A obra de Monteiro Lobato é um bom exemplo da mudança de perspectiva trazida pelo movimento sanitarista. O autor de contos infantis retratou desolado o brasileiro que habitava o interior do Brasil. O Jeca Tatu, antes retratado como “indolente,

imprevidente e parasita”, foi regenerado por Lobato após o contato com o debate sanitarista. Convencido das melhoras que o sanitarismo poderia gerar, o autor reinterpretou a condição do “sertanejo” e redimiu sua personagem.
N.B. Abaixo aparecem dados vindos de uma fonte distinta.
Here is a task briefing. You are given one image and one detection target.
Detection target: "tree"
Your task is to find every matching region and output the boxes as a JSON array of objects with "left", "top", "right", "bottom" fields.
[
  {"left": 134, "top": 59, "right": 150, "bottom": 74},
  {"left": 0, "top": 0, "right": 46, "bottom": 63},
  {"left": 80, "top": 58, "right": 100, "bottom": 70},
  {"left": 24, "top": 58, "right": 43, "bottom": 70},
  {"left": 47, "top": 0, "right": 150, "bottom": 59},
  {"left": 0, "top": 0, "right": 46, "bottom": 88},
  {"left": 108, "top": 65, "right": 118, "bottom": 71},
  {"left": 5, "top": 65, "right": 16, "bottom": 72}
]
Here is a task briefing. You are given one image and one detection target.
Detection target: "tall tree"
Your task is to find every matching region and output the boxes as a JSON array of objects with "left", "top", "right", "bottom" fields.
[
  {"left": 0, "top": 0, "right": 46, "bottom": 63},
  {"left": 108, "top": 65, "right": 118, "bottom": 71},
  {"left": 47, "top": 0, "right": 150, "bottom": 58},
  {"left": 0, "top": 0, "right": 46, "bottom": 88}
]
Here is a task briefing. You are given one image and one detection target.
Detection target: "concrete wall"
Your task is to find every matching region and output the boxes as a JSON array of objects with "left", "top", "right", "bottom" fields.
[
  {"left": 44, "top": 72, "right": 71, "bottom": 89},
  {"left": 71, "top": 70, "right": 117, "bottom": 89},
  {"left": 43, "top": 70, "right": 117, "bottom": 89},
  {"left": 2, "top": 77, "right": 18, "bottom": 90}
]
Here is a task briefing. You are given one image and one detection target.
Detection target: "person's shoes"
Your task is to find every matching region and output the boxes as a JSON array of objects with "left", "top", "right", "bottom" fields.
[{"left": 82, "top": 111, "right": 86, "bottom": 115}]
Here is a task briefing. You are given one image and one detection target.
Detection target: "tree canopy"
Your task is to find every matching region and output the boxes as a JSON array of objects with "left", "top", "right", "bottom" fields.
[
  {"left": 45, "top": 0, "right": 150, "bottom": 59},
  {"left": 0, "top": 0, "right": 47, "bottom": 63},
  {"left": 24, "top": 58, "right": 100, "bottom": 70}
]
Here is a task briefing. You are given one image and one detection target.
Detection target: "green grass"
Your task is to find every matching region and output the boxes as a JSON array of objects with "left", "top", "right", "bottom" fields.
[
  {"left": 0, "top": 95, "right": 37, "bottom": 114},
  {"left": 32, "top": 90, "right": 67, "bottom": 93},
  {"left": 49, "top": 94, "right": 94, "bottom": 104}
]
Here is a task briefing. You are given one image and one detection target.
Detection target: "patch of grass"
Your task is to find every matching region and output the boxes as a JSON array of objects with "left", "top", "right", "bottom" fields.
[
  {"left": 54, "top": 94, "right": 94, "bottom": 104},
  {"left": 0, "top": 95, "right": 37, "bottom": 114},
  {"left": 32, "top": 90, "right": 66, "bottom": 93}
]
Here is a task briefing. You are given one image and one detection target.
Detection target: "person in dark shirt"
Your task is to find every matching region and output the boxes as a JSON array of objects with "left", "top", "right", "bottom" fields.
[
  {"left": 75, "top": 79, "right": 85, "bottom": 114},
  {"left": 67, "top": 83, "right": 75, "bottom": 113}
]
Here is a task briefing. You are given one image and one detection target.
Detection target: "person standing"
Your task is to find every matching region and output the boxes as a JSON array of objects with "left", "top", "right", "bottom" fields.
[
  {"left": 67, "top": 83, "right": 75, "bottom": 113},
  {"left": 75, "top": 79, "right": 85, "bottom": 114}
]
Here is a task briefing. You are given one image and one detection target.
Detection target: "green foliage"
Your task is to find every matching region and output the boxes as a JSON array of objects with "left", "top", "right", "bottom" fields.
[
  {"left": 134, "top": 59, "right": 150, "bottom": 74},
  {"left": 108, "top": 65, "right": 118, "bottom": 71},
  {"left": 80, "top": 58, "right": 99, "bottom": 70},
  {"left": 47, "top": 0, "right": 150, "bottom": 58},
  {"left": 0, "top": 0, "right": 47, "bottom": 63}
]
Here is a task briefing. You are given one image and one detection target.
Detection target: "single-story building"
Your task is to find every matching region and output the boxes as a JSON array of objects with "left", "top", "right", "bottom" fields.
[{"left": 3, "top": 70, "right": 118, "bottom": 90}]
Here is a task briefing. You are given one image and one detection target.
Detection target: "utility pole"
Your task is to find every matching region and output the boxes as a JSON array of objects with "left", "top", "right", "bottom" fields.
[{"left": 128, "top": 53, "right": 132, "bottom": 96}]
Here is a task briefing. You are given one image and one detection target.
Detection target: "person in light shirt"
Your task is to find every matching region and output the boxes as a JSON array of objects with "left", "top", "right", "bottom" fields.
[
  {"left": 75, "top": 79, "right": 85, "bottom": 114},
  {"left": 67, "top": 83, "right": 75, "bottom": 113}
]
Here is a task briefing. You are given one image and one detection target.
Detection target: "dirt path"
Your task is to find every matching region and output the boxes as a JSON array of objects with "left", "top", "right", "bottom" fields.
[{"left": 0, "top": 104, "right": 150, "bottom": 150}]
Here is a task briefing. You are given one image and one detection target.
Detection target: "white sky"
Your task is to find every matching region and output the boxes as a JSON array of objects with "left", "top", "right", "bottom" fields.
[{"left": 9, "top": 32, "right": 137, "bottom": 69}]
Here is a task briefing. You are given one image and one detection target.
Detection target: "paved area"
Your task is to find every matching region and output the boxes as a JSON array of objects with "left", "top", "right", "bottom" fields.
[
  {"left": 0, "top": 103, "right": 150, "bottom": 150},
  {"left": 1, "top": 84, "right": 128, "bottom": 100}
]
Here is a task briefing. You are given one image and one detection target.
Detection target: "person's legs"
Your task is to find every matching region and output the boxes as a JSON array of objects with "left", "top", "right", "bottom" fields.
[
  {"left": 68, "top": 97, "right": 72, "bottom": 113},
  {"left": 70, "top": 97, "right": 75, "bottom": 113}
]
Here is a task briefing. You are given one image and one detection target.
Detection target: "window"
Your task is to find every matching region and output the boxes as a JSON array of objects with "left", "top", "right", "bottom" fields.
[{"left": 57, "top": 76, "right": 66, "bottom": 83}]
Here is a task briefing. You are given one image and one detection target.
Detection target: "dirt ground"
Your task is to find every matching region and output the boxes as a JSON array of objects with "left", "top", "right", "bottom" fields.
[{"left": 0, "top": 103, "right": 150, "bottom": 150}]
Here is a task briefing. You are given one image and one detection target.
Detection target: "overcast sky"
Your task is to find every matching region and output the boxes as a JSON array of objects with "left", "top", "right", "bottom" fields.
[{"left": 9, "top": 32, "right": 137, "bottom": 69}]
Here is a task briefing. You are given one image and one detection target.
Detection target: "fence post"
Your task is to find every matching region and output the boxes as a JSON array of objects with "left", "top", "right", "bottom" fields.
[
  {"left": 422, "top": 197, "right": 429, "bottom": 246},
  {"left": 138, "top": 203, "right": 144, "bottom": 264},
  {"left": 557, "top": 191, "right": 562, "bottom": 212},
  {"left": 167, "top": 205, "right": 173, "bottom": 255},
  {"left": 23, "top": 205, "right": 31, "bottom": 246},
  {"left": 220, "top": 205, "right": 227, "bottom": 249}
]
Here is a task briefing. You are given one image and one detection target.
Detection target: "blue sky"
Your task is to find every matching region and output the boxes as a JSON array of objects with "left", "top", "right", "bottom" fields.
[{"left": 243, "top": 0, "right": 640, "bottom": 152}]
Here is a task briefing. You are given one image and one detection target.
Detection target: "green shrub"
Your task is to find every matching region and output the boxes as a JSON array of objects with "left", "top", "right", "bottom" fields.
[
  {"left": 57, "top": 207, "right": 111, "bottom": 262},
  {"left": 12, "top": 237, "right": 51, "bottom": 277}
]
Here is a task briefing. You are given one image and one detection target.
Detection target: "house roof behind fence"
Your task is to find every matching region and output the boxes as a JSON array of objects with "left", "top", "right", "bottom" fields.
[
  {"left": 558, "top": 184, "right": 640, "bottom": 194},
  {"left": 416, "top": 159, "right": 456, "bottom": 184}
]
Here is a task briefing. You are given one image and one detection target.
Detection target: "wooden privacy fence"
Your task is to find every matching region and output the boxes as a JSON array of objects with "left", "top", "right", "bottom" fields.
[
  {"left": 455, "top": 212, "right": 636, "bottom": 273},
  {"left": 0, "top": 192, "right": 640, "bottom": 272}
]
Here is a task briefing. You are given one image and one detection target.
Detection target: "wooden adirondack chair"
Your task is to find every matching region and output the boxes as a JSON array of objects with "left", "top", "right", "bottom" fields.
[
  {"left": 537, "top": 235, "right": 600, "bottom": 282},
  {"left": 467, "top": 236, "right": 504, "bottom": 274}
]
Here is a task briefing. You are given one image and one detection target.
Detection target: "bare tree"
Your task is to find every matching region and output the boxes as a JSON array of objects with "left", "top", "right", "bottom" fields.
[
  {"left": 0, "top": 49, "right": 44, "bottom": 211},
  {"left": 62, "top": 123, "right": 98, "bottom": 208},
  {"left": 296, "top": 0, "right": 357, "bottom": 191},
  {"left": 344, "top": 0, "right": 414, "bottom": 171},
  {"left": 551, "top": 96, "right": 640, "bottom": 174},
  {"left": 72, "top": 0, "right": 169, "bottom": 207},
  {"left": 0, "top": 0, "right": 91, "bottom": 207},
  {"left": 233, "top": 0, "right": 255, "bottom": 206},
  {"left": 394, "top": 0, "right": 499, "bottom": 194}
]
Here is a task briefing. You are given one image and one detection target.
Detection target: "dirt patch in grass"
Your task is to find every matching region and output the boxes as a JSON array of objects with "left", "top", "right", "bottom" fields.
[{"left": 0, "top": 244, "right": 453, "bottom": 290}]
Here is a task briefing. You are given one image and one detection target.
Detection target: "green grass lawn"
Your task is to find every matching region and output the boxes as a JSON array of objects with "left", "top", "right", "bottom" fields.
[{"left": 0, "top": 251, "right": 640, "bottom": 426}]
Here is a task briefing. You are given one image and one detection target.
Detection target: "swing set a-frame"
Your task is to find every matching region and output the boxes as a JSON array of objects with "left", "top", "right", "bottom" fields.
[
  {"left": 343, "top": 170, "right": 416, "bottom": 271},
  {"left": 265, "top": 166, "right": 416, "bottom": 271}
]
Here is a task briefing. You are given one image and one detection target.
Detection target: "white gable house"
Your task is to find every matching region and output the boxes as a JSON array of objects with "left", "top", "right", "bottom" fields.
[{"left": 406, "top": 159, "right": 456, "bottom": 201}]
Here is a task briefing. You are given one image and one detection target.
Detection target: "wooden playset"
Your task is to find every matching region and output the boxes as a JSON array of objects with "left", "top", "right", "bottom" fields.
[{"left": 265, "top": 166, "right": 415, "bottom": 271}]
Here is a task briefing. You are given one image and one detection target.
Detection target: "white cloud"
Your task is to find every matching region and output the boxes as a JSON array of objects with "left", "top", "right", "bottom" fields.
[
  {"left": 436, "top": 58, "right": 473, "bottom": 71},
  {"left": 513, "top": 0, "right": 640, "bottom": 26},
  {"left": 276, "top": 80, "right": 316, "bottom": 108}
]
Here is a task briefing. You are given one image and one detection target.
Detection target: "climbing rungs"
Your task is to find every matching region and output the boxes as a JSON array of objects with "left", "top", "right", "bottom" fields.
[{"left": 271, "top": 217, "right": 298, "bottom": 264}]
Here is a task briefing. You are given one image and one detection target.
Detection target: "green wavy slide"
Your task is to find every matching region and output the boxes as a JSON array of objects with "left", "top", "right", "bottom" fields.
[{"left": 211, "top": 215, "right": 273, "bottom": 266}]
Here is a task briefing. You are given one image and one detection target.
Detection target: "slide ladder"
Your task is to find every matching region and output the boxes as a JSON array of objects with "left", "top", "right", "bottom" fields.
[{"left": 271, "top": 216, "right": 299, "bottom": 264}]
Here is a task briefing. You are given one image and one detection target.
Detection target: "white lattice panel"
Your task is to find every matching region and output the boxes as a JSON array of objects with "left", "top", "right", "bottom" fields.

Jeca Tatu se tornou

“um próspero fazendeiro, competindo com seu vizinho italiano, ultrapassando-o”, pois “modernizou sua propriedade, introduziu novas lavouras e tecnologia e aprendeu a falar

inglês.”31 O pobre Jeca antes condenado, ridicularizado e “degenerado”, mostrava o seu valor e representava uma grande parcela da população brasileira que não conseguia desenvolver suas potencialidades devido às enfermidades. O caipira não estava somente amolecido pelo calor dos trópicos, mas debilitado pelas doenças e, quando curado seria capaz de aprender, produzir e de superar o imigrante.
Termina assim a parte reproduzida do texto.